# Financing options for TLC



## kjboss (Nov 16, 2018)

I currently drive Avalon 2013 and need a new car. I have TLC plates since 1996. Financing was always a pain. Last time I bought Avalon 20% down and 30months loan and it was not that bad, but now price of a vehicle is 20k more than avalon.

Thinking to get brand new 2019 Lexus RX450 that I will use for business and private. I want that car and I know if will depreciate fast, but I want to have it for myself. 

I have great credit history (780 fico), but want to have long loan and deposit of $10k max. 
Need to transfer plates at the time of buying vehicle.

Dealers say to buy and put private plates and later to transfer, but I dont want to play this game and later have problems with a bank that calls a loan in full and I am screewed. 

Do you have any idea how to finance a car for TLC these days from a dealer ?


----------



## NorCalPhil (Aug 19, 2016)

I don't know about financing for TLC, but I've got a really nice bridge for sale.


----------



## occupant (Jul 7, 2015)

You need a credit union. With your FICO and $10k down and your five year history of operating TLC, if you kept good records of income and expenses, it should be no problem to get a loan. You do NOT want the longer term unless it provides a LOWER interest rate. As long as you have a SIMPLE INTEREST LOAN, it does not matter the length of term. You want to pay off AS MUCH AS POSSIBLE every month.

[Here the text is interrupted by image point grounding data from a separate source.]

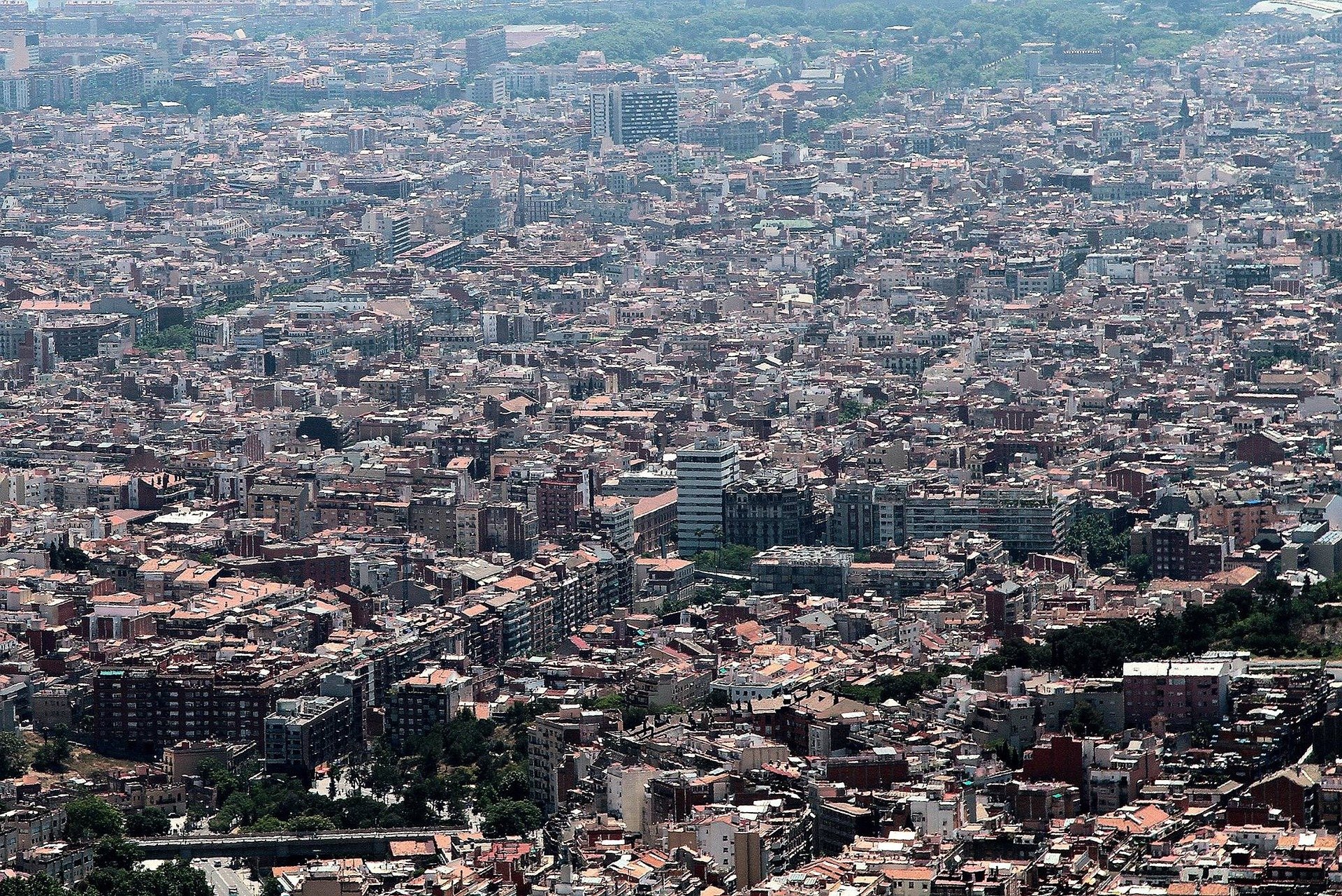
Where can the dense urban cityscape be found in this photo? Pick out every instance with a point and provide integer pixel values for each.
(612, 448)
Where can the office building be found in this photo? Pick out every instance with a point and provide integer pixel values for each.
(704, 474)
(485, 49)
(627, 115)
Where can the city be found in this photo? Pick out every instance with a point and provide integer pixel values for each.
(611, 448)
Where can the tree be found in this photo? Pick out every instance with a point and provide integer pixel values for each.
(512, 817)
(310, 823)
(1094, 538)
(178, 337)
(87, 818)
(68, 560)
(35, 886)
(1086, 719)
(117, 852)
(14, 756)
(1140, 568)
(148, 823)
(52, 756)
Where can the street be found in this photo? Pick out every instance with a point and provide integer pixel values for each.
(224, 879)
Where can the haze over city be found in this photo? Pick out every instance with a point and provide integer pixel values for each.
(626, 448)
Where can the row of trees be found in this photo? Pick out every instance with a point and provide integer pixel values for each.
(52, 756)
(465, 763)
(1267, 621)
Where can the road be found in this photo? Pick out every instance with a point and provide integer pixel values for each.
(226, 879)
(285, 846)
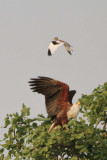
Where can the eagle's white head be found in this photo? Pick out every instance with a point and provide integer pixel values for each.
(73, 111)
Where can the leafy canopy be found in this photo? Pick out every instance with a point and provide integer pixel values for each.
(86, 138)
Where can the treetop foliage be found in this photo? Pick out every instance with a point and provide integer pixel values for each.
(86, 138)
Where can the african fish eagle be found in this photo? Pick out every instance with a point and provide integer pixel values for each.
(58, 99)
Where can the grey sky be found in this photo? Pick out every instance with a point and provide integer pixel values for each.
(26, 29)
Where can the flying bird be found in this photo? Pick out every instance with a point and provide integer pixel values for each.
(57, 43)
(58, 99)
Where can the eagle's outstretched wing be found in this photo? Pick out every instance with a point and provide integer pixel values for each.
(56, 93)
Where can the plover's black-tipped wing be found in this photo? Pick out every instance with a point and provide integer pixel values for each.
(53, 47)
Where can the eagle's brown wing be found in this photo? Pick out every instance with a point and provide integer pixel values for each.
(54, 91)
(71, 95)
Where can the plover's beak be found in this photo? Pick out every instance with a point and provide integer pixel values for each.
(78, 103)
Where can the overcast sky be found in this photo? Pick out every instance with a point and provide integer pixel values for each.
(26, 29)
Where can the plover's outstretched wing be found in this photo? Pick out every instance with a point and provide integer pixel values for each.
(57, 43)
(53, 46)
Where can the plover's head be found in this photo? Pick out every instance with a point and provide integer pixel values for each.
(56, 38)
(78, 103)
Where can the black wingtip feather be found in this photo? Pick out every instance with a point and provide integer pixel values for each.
(49, 52)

If you're wanting an RX450h, that's a $46000 car with no options. About $4000 in tax and title and doc fees. Put ten grand down and get a 5 percent 3 year loan from a credit union and you're at $1200 a month. So you pay half again as much ($1800 a month) and it's paid off in 2 years instead of 3 years. You also save $1000 in interest.

You have more than 740 score, you can get a zero interest loan on any car you want with at least 10% down. Tell the dealer to pound sand if they can't comply. THAT is why you need the credit union because the dealer WILL LIE TO YOU.


----------